1. To create a consumer, the creation code is as follows:

 Properties consumerConfig = new Properties();
// consumerConfig.put(ProducerConfig.BOOTSTRAP_SERVERS_CONFIG, "192.168.189.128:9092,92.168.189.128:9093,192.168.189.128:9094");
        consumerConfig.put("bootstrap.servers", "192.168.189.128:9092,92.168.189.128:9093,192.168.189.128:9094");
        consumerConfig.put("group.id","boot-kafka");
        consumerConfig.put("key.deserializer","org.apache.kafka.common.serialization.StringDeserializer");
        consumerConfig.put("value.deserializer","org.apache.kafka.common.serialization.StringDeserializer");
        KafkaConsumer<String,String> kafkaConsumer = new KafkaConsumer(consumerConfig);

2. Subscribe to the topic, the specific code is as follows:

 kafkaConsumer.subscribe(Arrays.asList("device-alarm-test"));

Of course, this subscription can subscribe to multiple topics, and can also subscribe to topics that match regular expressions.

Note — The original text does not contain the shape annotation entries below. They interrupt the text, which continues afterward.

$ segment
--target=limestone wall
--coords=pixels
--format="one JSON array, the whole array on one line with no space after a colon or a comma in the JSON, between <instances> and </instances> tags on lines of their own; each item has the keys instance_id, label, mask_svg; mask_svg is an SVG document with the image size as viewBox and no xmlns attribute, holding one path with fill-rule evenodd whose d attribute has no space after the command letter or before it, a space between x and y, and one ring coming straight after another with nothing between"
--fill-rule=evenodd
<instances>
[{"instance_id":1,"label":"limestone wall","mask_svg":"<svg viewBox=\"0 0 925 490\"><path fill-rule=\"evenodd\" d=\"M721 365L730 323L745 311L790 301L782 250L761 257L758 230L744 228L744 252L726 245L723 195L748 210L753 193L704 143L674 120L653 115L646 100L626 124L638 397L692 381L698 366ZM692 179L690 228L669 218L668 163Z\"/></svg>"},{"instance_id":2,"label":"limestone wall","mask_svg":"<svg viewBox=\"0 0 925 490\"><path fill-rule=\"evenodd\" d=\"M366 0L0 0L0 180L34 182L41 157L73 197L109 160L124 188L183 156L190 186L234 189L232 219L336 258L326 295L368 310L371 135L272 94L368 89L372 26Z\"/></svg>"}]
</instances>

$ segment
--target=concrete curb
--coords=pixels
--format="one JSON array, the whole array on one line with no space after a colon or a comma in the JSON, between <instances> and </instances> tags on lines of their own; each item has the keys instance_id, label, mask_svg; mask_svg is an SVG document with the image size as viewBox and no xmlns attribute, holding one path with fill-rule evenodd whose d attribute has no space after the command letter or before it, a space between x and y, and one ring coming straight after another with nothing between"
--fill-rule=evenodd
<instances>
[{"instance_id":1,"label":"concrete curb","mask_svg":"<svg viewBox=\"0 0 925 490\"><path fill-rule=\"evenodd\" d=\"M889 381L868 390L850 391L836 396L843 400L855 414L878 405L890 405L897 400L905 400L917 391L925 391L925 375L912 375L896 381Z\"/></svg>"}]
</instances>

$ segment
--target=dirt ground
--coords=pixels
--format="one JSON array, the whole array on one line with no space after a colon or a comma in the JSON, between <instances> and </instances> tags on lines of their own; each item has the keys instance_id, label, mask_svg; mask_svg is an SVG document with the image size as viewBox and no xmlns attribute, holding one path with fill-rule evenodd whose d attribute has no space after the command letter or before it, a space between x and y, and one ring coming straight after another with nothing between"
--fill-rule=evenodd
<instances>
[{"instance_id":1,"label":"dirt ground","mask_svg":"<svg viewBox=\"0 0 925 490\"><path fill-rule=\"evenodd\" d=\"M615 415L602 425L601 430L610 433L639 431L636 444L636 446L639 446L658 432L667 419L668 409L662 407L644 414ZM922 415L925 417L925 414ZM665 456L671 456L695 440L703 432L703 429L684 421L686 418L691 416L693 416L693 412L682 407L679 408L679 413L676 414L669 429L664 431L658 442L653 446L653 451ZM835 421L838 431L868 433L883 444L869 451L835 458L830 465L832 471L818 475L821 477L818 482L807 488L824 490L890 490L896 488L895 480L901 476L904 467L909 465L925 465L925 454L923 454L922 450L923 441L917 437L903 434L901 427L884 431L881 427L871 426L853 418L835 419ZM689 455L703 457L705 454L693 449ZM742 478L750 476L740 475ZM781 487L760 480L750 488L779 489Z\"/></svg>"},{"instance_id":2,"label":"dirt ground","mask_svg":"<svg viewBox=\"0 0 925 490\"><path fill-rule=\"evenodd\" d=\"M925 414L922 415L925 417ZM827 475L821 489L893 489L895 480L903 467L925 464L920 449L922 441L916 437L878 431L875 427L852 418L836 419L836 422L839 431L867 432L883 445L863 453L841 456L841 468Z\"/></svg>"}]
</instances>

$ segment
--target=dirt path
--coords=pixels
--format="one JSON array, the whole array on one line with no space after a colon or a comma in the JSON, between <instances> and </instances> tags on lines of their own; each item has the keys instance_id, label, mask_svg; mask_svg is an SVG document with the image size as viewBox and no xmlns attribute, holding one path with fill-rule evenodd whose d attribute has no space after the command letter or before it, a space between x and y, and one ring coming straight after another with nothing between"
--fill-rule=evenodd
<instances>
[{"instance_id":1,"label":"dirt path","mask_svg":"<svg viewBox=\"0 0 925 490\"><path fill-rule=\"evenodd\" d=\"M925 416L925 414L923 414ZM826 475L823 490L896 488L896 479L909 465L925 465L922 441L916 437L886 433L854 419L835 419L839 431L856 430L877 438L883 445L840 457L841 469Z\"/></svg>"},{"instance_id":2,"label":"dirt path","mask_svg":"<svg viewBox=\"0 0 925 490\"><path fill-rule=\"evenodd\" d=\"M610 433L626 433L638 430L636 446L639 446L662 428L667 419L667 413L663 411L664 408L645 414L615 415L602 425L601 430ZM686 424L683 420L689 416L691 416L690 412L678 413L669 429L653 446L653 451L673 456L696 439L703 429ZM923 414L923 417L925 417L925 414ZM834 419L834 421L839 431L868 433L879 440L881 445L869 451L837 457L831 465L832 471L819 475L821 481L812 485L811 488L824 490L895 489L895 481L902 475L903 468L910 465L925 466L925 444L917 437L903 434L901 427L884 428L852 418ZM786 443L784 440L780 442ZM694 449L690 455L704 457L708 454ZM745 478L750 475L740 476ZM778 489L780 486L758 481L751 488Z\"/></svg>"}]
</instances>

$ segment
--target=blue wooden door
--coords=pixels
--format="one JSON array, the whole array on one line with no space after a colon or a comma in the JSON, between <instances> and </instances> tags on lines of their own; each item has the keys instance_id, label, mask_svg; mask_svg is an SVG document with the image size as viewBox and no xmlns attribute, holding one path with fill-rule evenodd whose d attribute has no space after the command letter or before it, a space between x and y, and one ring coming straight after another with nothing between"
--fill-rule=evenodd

3. Polling to get the message, the specific code is as follows:

 while (true) {
                    ConsumerRecords<String, String> records = kafkaConsumer.poll(Duration.ofMillis(10000));
                    for(ConsumerRecord<String, String> record:records){
                        System.out.println(record.value());
                    }
                }

The timeout of the poll method refers to the time for the consumer to wait for the message to be returned. Regardless of whether the message is obtained or not, it will return after waiting for this time. This method hides all the details of group coordination, partition rebalancing, sending heartbeats, getting data,

4. Consumption process: First of all, you need to understand fetch and poll. When poll is called, data will be fetched from the cache first. If there is no data in the cache, a request will be sent to obtain the broker message. The key source code is as follows:

The specific consumption steps are as follows:

(1) Consumers request data through the poll() method. This method will first go to the buffer area (a ConcurrentLinkedQueue) to obtain data. If there is data in the buffer area, it will return at most max.poll.size messages.

(2) If there is no data in the cache, the client.send() method will be called to send a request to the broker to obtain the data.

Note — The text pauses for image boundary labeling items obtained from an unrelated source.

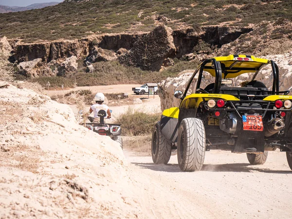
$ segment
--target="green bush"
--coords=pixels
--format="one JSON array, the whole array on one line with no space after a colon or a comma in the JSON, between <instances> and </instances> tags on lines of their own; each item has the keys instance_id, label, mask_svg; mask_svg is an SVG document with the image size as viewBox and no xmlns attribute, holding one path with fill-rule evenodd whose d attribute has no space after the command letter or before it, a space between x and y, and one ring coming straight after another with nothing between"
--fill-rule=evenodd
<instances>
[{"instance_id":1,"label":"green bush","mask_svg":"<svg viewBox=\"0 0 292 219\"><path fill-rule=\"evenodd\" d=\"M230 5L233 5L225 7ZM138 18L142 10L141 17ZM242 20L230 25L274 21L279 18L292 20L292 11L290 0L65 1L40 9L0 14L0 28L1 36L31 42L80 38L92 33L148 31L151 29L149 26L153 28L155 25L155 16L172 19L170 22L161 20L160 22L177 28L178 20L184 22L180 26L189 27L194 23L218 24L224 21L236 21L236 18ZM209 16L203 15L204 13ZM147 18L144 19L145 18ZM136 25L140 22L142 25ZM115 25L108 28L108 24Z\"/></svg>"},{"instance_id":2,"label":"green bush","mask_svg":"<svg viewBox=\"0 0 292 219\"><path fill-rule=\"evenodd\" d=\"M146 135L152 133L160 116L160 113L147 114L129 108L118 117L116 123L122 125L123 135Z\"/></svg>"}]
</instances>

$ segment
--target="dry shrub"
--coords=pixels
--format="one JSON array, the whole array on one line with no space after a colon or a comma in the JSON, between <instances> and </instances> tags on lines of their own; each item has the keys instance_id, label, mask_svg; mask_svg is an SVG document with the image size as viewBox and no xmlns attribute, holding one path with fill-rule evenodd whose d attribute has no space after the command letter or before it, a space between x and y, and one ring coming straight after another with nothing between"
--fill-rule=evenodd
<instances>
[{"instance_id":1,"label":"dry shrub","mask_svg":"<svg viewBox=\"0 0 292 219\"><path fill-rule=\"evenodd\" d=\"M151 156L151 135L130 136L123 139L124 148L135 156Z\"/></svg>"},{"instance_id":2,"label":"dry shrub","mask_svg":"<svg viewBox=\"0 0 292 219\"><path fill-rule=\"evenodd\" d=\"M36 123L39 123L43 120L43 113L40 111L34 111L29 118Z\"/></svg>"},{"instance_id":3,"label":"dry shrub","mask_svg":"<svg viewBox=\"0 0 292 219\"><path fill-rule=\"evenodd\" d=\"M24 112L24 106L19 103L0 101L0 124L17 121Z\"/></svg>"},{"instance_id":4,"label":"dry shrub","mask_svg":"<svg viewBox=\"0 0 292 219\"><path fill-rule=\"evenodd\" d=\"M0 49L0 78L2 80L13 79L13 66L8 61L10 55L8 52Z\"/></svg>"},{"instance_id":5,"label":"dry shrub","mask_svg":"<svg viewBox=\"0 0 292 219\"><path fill-rule=\"evenodd\" d=\"M27 104L29 105L32 105L35 107L39 107L41 106L44 103L45 103L45 100L43 100L40 99L37 96L35 96L33 97L32 97L30 100L28 101Z\"/></svg>"},{"instance_id":6,"label":"dry shrub","mask_svg":"<svg viewBox=\"0 0 292 219\"><path fill-rule=\"evenodd\" d=\"M70 98L76 102L76 107L78 112L82 111L83 114L83 122L85 123L87 117L89 115L89 111L86 110L85 103L85 96L80 95L78 92L72 93ZM77 113L75 115L76 120L78 121L80 115Z\"/></svg>"},{"instance_id":7,"label":"dry shrub","mask_svg":"<svg viewBox=\"0 0 292 219\"><path fill-rule=\"evenodd\" d=\"M17 82L16 84L17 88L23 89L24 88L28 90L31 90L39 94L45 94L45 90L37 82L28 82L27 81Z\"/></svg>"},{"instance_id":8,"label":"dry shrub","mask_svg":"<svg viewBox=\"0 0 292 219\"><path fill-rule=\"evenodd\" d=\"M122 125L123 135L144 135L152 133L160 116L160 113L145 113L129 107L118 116L116 123Z\"/></svg>"},{"instance_id":9,"label":"dry shrub","mask_svg":"<svg viewBox=\"0 0 292 219\"><path fill-rule=\"evenodd\" d=\"M12 166L36 172L43 151L34 147L19 144L0 152L0 164L2 166Z\"/></svg>"}]
</instances>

(3) If the broker receives a consumer request, it will refer to the two values fetch.min.bytes (the minimum number of bytes to obtain the record) and fetch.max.wait.ms (the maximum waiting time to obtain the record), such as two The values are 1M and 500ms, respectively, and the broker needs to wait for the message backlog to 1M or wait for 500ms before the messages of the aggregated partitions are returned to the consumers. These two parameters are set in the consumer, and these two parameters will be brought with send().

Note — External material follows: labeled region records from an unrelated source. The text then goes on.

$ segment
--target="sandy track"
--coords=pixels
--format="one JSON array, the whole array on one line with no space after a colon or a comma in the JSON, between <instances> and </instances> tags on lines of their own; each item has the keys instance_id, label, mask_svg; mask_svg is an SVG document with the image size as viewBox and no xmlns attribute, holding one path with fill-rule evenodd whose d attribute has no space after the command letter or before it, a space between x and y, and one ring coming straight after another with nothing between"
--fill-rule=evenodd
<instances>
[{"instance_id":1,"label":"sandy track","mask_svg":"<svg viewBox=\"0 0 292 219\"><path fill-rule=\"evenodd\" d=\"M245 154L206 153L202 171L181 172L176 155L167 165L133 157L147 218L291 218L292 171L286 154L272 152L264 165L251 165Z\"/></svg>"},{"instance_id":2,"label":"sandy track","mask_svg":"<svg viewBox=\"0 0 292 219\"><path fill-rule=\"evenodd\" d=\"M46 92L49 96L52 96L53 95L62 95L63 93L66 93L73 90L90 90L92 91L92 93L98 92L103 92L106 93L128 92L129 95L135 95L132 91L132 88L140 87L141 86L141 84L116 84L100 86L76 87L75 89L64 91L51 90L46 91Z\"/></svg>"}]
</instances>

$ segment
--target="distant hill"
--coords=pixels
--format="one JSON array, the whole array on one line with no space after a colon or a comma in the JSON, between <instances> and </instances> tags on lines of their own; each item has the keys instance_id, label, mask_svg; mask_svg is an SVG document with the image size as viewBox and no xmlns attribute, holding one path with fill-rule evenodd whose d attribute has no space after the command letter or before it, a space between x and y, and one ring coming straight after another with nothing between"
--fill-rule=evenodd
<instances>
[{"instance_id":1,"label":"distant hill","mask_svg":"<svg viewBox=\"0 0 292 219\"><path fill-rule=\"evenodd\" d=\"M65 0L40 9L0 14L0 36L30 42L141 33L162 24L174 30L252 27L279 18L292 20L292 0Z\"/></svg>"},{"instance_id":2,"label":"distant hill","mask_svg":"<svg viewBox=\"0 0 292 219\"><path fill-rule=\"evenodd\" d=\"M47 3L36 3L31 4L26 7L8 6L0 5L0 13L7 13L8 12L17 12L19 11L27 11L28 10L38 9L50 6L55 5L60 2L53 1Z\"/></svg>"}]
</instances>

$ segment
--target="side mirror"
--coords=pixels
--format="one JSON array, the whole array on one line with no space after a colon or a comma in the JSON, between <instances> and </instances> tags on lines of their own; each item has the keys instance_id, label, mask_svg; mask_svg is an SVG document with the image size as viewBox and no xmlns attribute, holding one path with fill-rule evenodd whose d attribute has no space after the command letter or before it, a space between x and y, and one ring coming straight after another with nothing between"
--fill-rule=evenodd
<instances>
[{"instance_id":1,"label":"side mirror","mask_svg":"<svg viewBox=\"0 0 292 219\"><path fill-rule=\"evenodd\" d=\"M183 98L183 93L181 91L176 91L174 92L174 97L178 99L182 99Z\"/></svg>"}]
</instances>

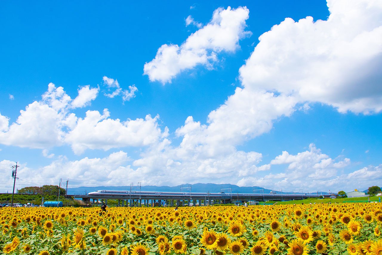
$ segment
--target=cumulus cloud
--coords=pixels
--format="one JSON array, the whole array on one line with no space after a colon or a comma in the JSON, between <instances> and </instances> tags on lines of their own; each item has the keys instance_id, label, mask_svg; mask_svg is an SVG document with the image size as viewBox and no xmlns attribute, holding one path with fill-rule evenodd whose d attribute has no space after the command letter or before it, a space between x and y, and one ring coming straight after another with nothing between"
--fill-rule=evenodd
<instances>
[{"instance_id":1,"label":"cumulus cloud","mask_svg":"<svg viewBox=\"0 0 382 255\"><path fill-rule=\"evenodd\" d=\"M91 88L90 85L82 87L78 90L78 95L71 102L72 108L82 108L88 105L96 99L99 91L99 88Z\"/></svg>"},{"instance_id":2,"label":"cumulus cloud","mask_svg":"<svg viewBox=\"0 0 382 255\"><path fill-rule=\"evenodd\" d=\"M320 102L345 113L382 110L382 4L328 0L327 20L287 18L260 36L240 69L251 90Z\"/></svg>"},{"instance_id":3,"label":"cumulus cloud","mask_svg":"<svg viewBox=\"0 0 382 255\"><path fill-rule=\"evenodd\" d=\"M342 158L342 160L338 159ZM338 160L337 161L336 160ZM349 165L350 160L340 155L337 160L330 158L317 149L314 144L309 145L309 150L291 155L287 151L270 161L266 165L268 169L272 170L274 165L287 165L285 171L278 173L272 173L262 176L249 176L238 181L241 185L257 185L261 183L270 184L275 187L291 190L296 187L303 188L306 190L314 190L329 187L327 185L320 186L320 183L337 178L338 169L343 169ZM332 185L333 188L338 186Z\"/></svg>"},{"instance_id":4,"label":"cumulus cloud","mask_svg":"<svg viewBox=\"0 0 382 255\"><path fill-rule=\"evenodd\" d=\"M129 86L129 90L122 90L117 79L115 80L106 76L104 76L102 79L104 80L104 83L109 88L109 90L111 88L115 88L115 90L112 93L105 93L105 95L106 96L112 98L116 96L121 95L123 102L130 101L131 98L135 97L135 92L138 90L138 89L135 87L135 84Z\"/></svg>"},{"instance_id":5,"label":"cumulus cloud","mask_svg":"<svg viewBox=\"0 0 382 255\"><path fill-rule=\"evenodd\" d=\"M53 153L49 154L49 150L47 149L44 149L42 150L42 155L48 159L52 159L54 157L54 154Z\"/></svg>"},{"instance_id":6,"label":"cumulus cloud","mask_svg":"<svg viewBox=\"0 0 382 255\"><path fill-rule=\"evenodd\" d=\"M110 82L111 86L116 86L116 82ZM130 91L136 91L132 86L129 88ZM20 116L10 126L9 118L0 114L0 143L43 149L43 155L51 157L47 148L54 146L68 144L78 154L87 149L107 150L146 146L168 135L168 131L162 133L158 127L158 116L152 118L147 115L144 119L124 121L109 118L107 109L102 114L97 111L88 111L83 119L70 112L73 108L87 105L96 97L99 90L89 86L82 87L72 100L62 87L49 83L42 100L20 111ZM133 96L132 93L126 93L123 96L127 100Z\"/></svg>"},{"instance_id":7,"label":"cumulus cloud","mask_svg":"<svg viewBox=\"0 0 382 255\"><path fill-rule=\"evenodd\" d=\"M149 75L151 81L164 84L171 82L181 72L197 65L211 68L218 60L217 53L235 51L239 46L239 40L250 34L244 31L249 13L245 7L217 9L211 21L189 36L180 46L160 46L155 58L144 65L144 74ZM194 22L190 16L188 19L189 24Z\"/></svg>"},{"instance_id":8,"label":"cumulus cloud","mask_svg":"<svg viewBox=\"0 0 382 255\"><path fill-rule=\"evenodd\" d=\"M88 111L84 118L78 119L65 140L71 145L74 153L81 154L86 149L107 150L125 146L144 146L157 142L161 137L158 116L121 121L108 118L109 115L107 109L102 115L97 111Z\"/></svg>"},{"instance_id":9,"label":"cumulus cloud","mask_svg":"<svg viewBox=\"0 0 382 255\"><path fill-rule=\"evenodd\" d=\"M191 16L191 15L189 15L186 18L185 21L186 26L188 26L191 24L192 24L194 26L197 27L198 28L201 28L203 26L202 24L194 20L193 18Z\"/></svg>"}]
</instances>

(4) When the broker aggregates partition messages, in order to balance the partition data, each partition returns at most max.parttion.fetch.bytes data to the broker. This parameter is set in the consumer, and the default is 1M. This value must be greater than the broker’s max.message.size. Otherwise, the broker can store large messages, but the partition cannot send messages. In addition, fetch.max.bytes is 50 times of max.parttion.fetch.bytes by default, that is, each topic can configure up to 50 partitions.

(5) After the consumer obtains the message returned by the broker, it will save it in the cache, and then call the fetcher.collectFetch() method to get the message from the cache and return it.

(6) If enable.auto.commit=true, the offset will be submitted automatically, and the offset will be submitted every auto.commit.interval.ms (default 5 seconds) by default. Of course, it can be submitted manually, and you need to call the synchronous or asynchronous submission API to update the offset after poll() obtains the record consumption.

5. The key to the success of consuming messages: Submit the offset, and update the offset in time after the consumer obtains the message consumption is the key to ensure accurate consumption. If the offset is not updated in time, it will lead to repeated consumption, but the update error offset For example, if the offset update is large, it will lead to missed consumption. So the update of the offset is the key to accurate consumption. Of course, we can also set UUID to identify the message, and use UUID to deduplicate the message.